- Genre: Classical music
- Dates: July/August
- Locations: Verbier, Switzerland
- Years active: 1994–present
- Website: verbierfestival.com

= Verbier Festival =

Music festival

The Verbier Festival is a two week annual international music festival which is held in late July and early August in the mountain resort of Verbier southeast of Lausanne, Switzerland.

Begun by Swedish expatriate Martin T:son Engström in 1994, it has attracted international soloists such as Piotr Anderszewski, Leif Ove Andsnes, Martha Argerich, Lera Auerbach, Emanuel Ax, Sergei Babayan, Khatia Buniatishvili, Seong-Jin Cho (2018), Hilary Hahn, Leonidas Kavakos, Evgeny Kissin, Magdalena Kožená, Lang Lang, Mischa Maisky, Mikhail Pletnev, Lawrence Power, Thomas Quasthoff, Julian Rachlin, Andrea Rost, Anoushka Shankar, András Schiff, Nathalie Stutzmann, Bryn Terfel, Daniil Trifonov, Yuja Wang, Julian Lloyd Webber, Gautier Capuçon, and Renaud Capuçon.

The Verbier Festival nurtures young musicians with its academy and three orchestras: the Verbier Festival Orchestra, the Verbier Festival Chamber Orchestra and the Verbier Festival Junior Orchestra (formerly known as the Verbier Festival Music Camp Orchestra).

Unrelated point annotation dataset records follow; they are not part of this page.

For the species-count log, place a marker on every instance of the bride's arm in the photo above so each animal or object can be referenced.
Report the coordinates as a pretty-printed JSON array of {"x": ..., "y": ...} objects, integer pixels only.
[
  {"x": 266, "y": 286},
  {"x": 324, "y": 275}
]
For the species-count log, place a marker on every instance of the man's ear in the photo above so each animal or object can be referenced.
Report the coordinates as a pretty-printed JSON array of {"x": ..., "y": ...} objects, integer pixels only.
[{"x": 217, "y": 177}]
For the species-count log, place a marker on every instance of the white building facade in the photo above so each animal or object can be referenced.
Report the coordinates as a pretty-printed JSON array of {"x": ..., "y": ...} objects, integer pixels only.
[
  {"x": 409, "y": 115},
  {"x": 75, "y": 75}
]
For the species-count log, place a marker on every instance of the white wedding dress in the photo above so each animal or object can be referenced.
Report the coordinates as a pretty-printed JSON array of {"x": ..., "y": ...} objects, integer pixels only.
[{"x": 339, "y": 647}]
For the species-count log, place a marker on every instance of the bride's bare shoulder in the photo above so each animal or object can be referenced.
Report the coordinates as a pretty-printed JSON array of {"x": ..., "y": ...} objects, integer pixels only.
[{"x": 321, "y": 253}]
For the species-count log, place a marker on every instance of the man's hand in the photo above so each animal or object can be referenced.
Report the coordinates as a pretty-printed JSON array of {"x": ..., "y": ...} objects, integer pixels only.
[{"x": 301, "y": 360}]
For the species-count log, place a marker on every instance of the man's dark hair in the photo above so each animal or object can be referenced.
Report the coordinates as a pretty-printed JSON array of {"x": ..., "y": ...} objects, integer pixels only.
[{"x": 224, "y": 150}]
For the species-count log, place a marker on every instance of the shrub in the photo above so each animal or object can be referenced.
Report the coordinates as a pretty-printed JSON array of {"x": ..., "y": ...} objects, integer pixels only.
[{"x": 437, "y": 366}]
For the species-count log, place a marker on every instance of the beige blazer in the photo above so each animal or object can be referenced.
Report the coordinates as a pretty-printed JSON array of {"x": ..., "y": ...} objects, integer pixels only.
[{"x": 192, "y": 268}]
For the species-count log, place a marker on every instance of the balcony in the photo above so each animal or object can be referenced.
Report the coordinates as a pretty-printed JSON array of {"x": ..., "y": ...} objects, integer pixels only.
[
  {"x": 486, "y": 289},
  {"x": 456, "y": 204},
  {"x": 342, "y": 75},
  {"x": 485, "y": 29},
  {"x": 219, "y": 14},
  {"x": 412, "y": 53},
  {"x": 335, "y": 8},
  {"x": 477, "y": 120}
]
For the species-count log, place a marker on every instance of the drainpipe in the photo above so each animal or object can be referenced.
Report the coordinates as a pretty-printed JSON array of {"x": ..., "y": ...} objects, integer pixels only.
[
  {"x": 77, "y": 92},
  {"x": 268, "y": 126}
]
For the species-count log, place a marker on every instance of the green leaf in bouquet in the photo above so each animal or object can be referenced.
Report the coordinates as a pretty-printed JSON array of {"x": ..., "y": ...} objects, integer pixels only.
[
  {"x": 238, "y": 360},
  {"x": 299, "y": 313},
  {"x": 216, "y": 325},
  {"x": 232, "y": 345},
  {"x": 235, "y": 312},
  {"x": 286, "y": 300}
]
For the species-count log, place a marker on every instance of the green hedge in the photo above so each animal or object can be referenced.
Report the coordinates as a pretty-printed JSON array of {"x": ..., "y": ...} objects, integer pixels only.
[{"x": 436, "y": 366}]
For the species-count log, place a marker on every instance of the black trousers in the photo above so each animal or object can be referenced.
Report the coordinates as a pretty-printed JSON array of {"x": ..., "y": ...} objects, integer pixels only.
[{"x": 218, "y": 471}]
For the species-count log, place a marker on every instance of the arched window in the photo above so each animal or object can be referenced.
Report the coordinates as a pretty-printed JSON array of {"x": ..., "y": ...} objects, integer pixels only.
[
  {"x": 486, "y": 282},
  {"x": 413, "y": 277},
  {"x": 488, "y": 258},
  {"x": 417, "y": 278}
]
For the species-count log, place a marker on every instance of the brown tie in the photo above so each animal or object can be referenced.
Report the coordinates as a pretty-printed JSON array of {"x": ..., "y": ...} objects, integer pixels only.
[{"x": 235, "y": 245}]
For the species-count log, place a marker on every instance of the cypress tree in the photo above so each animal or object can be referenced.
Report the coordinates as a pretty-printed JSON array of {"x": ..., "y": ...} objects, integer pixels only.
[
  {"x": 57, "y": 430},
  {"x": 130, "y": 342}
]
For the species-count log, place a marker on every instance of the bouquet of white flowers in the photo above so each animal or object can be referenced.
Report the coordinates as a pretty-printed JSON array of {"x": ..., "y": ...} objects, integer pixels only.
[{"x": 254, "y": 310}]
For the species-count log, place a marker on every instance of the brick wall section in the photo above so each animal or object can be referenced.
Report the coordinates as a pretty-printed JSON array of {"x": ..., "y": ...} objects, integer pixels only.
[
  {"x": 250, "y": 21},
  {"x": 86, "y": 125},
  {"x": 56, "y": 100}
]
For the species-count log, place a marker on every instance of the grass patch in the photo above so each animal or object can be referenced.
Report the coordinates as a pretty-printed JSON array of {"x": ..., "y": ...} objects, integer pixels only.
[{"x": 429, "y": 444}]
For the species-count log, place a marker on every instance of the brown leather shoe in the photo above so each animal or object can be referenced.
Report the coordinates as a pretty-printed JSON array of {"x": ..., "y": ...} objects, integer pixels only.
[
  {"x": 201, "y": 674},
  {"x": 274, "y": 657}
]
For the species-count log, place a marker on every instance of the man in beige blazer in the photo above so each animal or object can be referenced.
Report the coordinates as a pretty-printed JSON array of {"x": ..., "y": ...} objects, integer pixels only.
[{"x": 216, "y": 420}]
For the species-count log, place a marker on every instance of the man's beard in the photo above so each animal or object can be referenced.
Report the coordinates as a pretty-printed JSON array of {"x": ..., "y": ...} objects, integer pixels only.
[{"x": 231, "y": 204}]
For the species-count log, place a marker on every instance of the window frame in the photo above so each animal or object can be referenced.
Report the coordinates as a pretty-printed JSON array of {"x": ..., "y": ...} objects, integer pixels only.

The Verbier Festival honours the finest performance from its academy with the Prix Yves Paternot. The prize was established in the memory of Yves Paternot, a founding member of The Friends of the Verbier Festival and a long-serving member of the Foundation’s Board.

Activities of the Fest'Off, called UNLTD, including jazz concerts and special walks in the environs of Verbier, are available to the public for mostly free during the 17 days of the festival.